9:15am - We’re off again and our tuk tuk driver enthusiastically tells us that we’re going the tomb raider temple. He’s very clearly disappointed with our blank stares and lack of enthusiasm. I know marginally more than my travel mates and explain that I think it’s where tomb raider aka the Lara croft movie was filmed, which was met with recognition but unfortunately, no uptick in enthusiasm. I suddenly remember seeing an “Angelina Jolie” restaurant at Angkor Wat, which now makes a lot more sense.

9:25am - We get to the “tomb raider” temple, aka the Ta Prohm temple. The facades are similar to the Bayon temple but it’s more secluded and has a lot of hidden courtyards. What really sets it apart is the large trees with roots growing in and over the temple. The roots are so high up and large that you can stand in them and they are all over the walls, making the temple feel like a part of the forest.

10:30am - We visit the last temple Banteay Kdei, which is small and pretty similar to the previous temples.
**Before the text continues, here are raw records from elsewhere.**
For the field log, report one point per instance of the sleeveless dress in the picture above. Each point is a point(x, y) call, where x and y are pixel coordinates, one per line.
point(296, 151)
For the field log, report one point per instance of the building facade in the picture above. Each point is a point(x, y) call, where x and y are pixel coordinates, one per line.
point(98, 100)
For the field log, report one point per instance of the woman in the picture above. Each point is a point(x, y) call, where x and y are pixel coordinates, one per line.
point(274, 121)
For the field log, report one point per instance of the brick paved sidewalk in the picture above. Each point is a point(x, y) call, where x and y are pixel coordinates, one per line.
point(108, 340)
The short walk straight through the complex is a nice bookend to our temple tour.

10:40am - We leave our last temple and head back to the hostel. We can’t believe it’s 10:40am and we’ve been already up for over 6 hours.

11:15am - We’re back at our hostel and we spend the next few hours hanging out and recouping on the lost sleep from our early morning. There’s not much else to do in Siem Reap town itself and we were all templed out.

4:45pm - We have a late lunch/early dinner back at the same place we had had dinner the night before.

5pm - We’re waiting for our food in the empty terrace when a tuk tuk driver stops on the side of the road, a normal occurrence as they wait for passengers. However, unusually, he turns to us and after some random talk starts serenading us with Ed Sheeran’s “Perfect.” He sings for a while and then as the restaurant staff start to come to see what was happening, he drives away. Probably one of the weirder travel experiences, if not life experiences.

6:30pm - We spend the evening hanging out and talking over our travel experiences.


7 August

10:30am - We’re having brunch at - big surprise - our favorite restaurant across from the hotel. No serenaders this time and we enjoy a hearty brunch before we get ready to leave Siem Reap.

11am - We take a grab (which is also in Cambodia) with our luggage to the Giant Ibis main terminal (which is different from the Siem Reap bus station) to take our Giant Ibis bus to Cambodia’s capital of Phnom Penh.